I've got a lot to smile about. If it weren't for weight loss surgery and a loss of 115 pounds I wouldn't be able to running and riding and be active like I am. A little scrap here and there is nothing. 

I'm a lucky guy!


PS - Yes, (Wife, Mother, Worried Types) I'll be careful out there. 








Thursday, June 19, 2014

My Only Regret


Today is the one year anniversary of my weight loss surgery. 















What a difference a year makes.

Weight Loss (so far): 114.6 pounds

Inches Lost (neck, chest, waist, etc): 60.75"

What have I gained?

Health, Vitality, Confidence, My Life!


If you struggle with your weight and you're ready to change your life, then do it. It's not another diet and it's not an instant cure. It IS the most powerful tool available to equip you to conquer obesity for once and for all. 

JoAnne at BeLIteWeight.com is the one who facilitated my Vertical Sleeve procedure. I am forever grateful to her and her staff for making this possible.  
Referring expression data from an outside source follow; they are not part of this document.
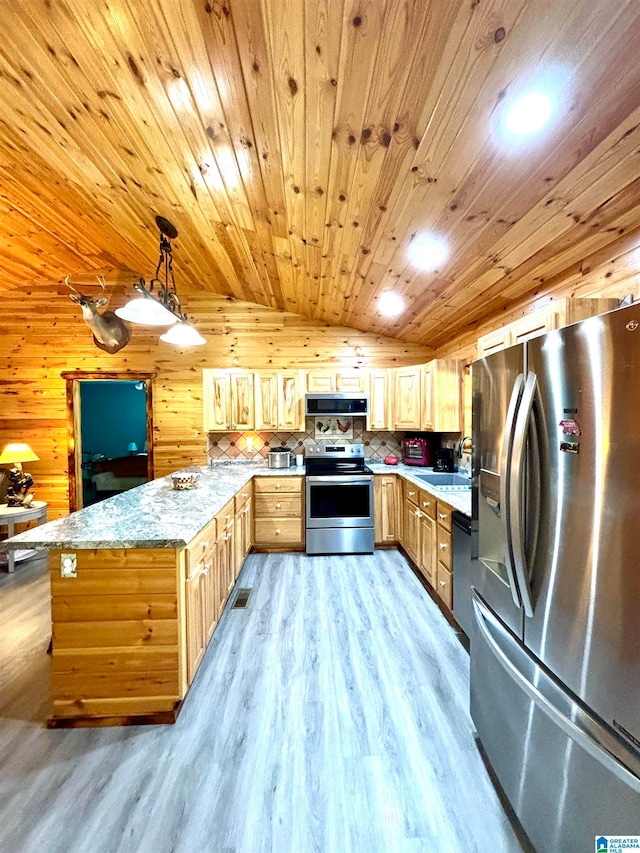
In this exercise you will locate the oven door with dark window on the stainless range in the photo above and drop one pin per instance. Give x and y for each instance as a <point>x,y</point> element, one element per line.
<point>339,501</point>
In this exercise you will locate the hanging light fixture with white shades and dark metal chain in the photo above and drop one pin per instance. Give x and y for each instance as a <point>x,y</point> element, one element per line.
<point>159,304</point>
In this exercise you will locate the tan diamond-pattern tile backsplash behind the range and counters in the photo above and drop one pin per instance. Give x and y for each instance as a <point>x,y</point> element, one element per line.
<point>252,445</point>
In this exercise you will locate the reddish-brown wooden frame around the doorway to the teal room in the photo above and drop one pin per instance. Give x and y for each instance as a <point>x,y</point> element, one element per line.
<point>74,444</point>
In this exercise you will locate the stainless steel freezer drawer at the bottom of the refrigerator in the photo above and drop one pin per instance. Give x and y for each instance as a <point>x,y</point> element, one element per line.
<point>568,777</point>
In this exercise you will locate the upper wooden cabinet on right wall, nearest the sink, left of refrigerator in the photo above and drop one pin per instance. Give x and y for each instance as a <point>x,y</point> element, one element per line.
<point>442,395</point>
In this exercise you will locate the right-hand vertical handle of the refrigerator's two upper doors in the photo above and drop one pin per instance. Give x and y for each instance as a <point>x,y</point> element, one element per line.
<point>516,474</point>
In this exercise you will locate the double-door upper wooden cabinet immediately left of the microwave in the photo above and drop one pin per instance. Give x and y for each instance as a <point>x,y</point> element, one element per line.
<point>279,400</point>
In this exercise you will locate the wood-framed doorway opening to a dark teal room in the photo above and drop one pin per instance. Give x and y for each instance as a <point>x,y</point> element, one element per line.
<point>110,424</point>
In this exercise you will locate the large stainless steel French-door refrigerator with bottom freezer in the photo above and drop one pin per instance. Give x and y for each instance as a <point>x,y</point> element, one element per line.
<point>555,646</point>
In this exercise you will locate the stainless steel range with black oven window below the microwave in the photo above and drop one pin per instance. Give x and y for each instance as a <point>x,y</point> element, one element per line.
<point>339,506</point>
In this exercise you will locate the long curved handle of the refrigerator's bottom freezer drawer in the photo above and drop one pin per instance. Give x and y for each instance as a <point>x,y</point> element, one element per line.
<point>584,729</point>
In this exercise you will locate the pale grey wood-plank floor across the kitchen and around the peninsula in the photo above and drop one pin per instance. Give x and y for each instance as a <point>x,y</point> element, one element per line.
<point>329,717</point>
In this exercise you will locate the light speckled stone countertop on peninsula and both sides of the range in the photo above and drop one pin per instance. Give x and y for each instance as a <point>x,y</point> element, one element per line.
<point>155,515</point>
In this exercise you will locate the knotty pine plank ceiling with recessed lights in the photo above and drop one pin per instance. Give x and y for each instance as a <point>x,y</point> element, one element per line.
<point>299,146</point>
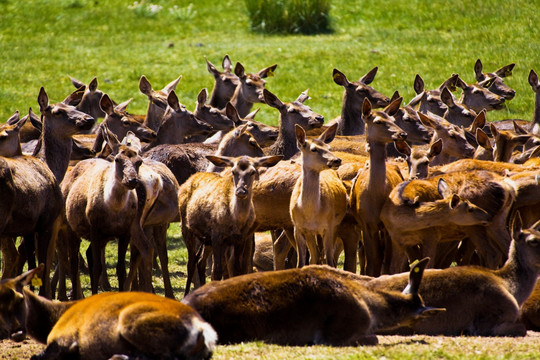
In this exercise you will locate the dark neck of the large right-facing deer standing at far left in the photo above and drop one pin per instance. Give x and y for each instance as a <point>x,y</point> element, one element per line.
<point>55,151</point>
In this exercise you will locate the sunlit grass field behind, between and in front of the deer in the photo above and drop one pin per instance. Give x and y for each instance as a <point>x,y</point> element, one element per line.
<point>42,42</point>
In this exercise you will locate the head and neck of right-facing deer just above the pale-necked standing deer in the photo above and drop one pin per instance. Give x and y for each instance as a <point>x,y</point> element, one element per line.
<point>290,114</point>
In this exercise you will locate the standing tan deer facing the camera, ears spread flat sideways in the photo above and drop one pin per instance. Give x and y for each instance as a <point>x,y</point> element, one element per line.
<point>217,210</point>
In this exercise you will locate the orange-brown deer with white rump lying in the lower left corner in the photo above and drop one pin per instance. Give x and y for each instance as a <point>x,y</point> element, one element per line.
<point>75,328</point>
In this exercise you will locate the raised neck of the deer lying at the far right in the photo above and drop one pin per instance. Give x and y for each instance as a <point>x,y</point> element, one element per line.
<point>519,275</point>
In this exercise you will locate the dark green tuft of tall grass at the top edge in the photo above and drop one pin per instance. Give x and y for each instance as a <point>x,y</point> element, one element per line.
<point>289,16</point>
My only regret; I waited so long!  





Saturday, June 14, 2014

In My World


Happiness is two tenths of a pound!

I haven't talked much about my weight lately. I've been in a holding pattern for several weeks. I weight myself daily, first thing in the morning, and for several weeks my weight has stayed in a three pound range. It's a very nice range. It's a range almost a hundred and fifteen pounds from where I started, but with my one year anniversary approaching, I'm counting ever ounce. So imagine my joy when I stepped on the scale and I was down two tenths of a pound. 

If you've never struggled with weight issues you have no way of understanding my reaction. If you've ever struggled with your weight there is no reason for me to explain my reaction.

I'm in the living phase of my post weight loss surgery (WLS) life. I am not actively dieting. I eat what I want, although in much smaller quantities. I hike. I run. I cycle. I don't let stairs or parking spots in remote lots dictate my decisions. I live. The fact that my weight continues to creep DOWN in the midst of living a full and rewarding life is nothing short of a miracle.  

That's right, in my world two tenths of a pound is a miracle. 







Wednesday, June 11, 2014

Not Just Alive


This bit of the summer plague I've contracted just wont go away. It's tapered down to a pesky cough, and I'm tired of waiting. 

Tonight after work, I ran. 

It felt good to get out in the sun. It feels good to feel alive. The pesky low-grade pain in my knees; the sweat in my hair; the deep, relaxed breaths that come after an hour of exertion. All of it. It makes me feel like I'm living, not just alive.  

Living is good!







Wednesday, June 4, 2014

Couch Potato Ways


This afternoon I sit inside and think to myself; I should be outside in the sun doing something fun/healthy/physical. Instead, I sit at my desk and watch the world go by while I cough, hack, sneeze and blow my nose for the hundredth time this hour. No, I haven't reverted back to my couch potato ways. I've contracted the plague and haven't the energy do do much beside hold my head up and wait for the next round of sneezing and nose blowing. 

I could complain but I wont. My weight is down 113 pounds and holding. The sun is out and someday this nasty little summer cold will pass. When it does, I'll spend my afternoons riding my bike or running the waterfront with classic rock banging in my ipod. 

Until then, I'll grab another tissue and sign off.